Environment plays its role too, as family practices and habits of thought and ways of coping with stress can readily become learned behaviours by children who tend to pattern aspects of their personalities later on in adulthood after their parents.
You're very lucky that something as weak as chamomile tea does the trick for you. My personal nut is too hard for that herb to crack. The effects you're getting could be allergy related, as the chamomile flower could be an allergen for you in high quantities of consumption. But you might try plain chamomile tea without the other things that are in Sleepytime -- Celestial Seasonings also has a relatively new habit of putting in some things that shouldn't be there, as it's now owned by the Hain conglomerate. There are a couple of good companies that make plain herbs in teabags you can find at any good health food store, just to see if that solves the side effect problem.
I wish there was a magic tea that would do the trick, but it's just one thing along others that is sort of comforting. The teas I drink are Tazo wild sweet orange, peppermint (although peppermint actually supposed to be energizing), chamomile, sleepy time, Tazo passion, and anything without caffeine.
Distraction seems to be the most effective strategy to calm the body response - to completely engage the mind elsewhere to allow the body to stop reacting to looping thoughts.

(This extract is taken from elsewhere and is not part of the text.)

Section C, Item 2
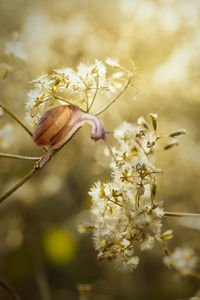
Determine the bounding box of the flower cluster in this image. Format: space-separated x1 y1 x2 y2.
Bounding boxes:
25 58 132 126
82 114 185 270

Expanding on the original post, drawing seems to be the only way I can truly pull off any kind of meditation. Sometimes can't do it. The Drawing On The Right Side Of The Brain book has exercises (for artists and non-artists alike) that force you to "shut off" your "left brain" and that put you into a deep state of relaxation as you make the shift. You can feel the shift although it can be frustrating at times but can be achieved with practice.

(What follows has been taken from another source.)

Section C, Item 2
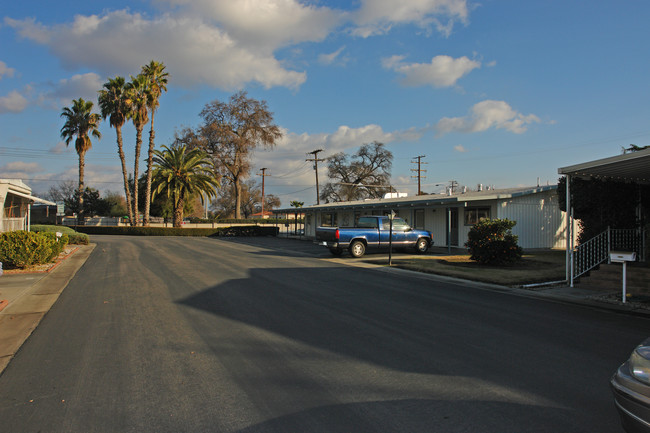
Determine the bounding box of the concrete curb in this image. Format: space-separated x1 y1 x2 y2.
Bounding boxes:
0 244 96 374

Also what really helps, after the initial body response comes back down to normal, to identify the underlying situation/fear that your head is stressed about and resolve it mentally (and sometimes externally if something needs to be straightened out with someone else).
I've had mixed success, but not full success, with all of these strategies.
You're absolutely right trying just plain camomille tea (it's foolish of me to think I'm getting better value just because the price is the same for the version that includes additional herbs, so I perceive it as better value somehow). Not that I see being able to drink more than a cup or two as a high priority, but the principle's sound (avoiding unneeded components).
I think we largely make our own luck. A cup of camomille tea works for me much of the time because I've laid the groundwork (a keen alertness for my mood level so I can take steps before it slides out of control, healthy diet, taking care to avoid stressors, good sleep (lately, wearing yellow tinted sunglasses a couple of hours before bedtime has deepened and lengthened my sleep--by blocking blue light in the evening it really does allow my body's own melatonin to settle me down nicely), start taking meditation breaks and doing calming routines whenever I'm sensing my nervous tension is heightening), so something very mild like camomille doesn't have much of a challenge to tip me back into a mellow mood.
There've been plenty of times earlier where nothing but a prescription bandaid med will do the trick, typically when I've neglected my mental hygiene for too long or encountered a series of setbacks without time to recuperate.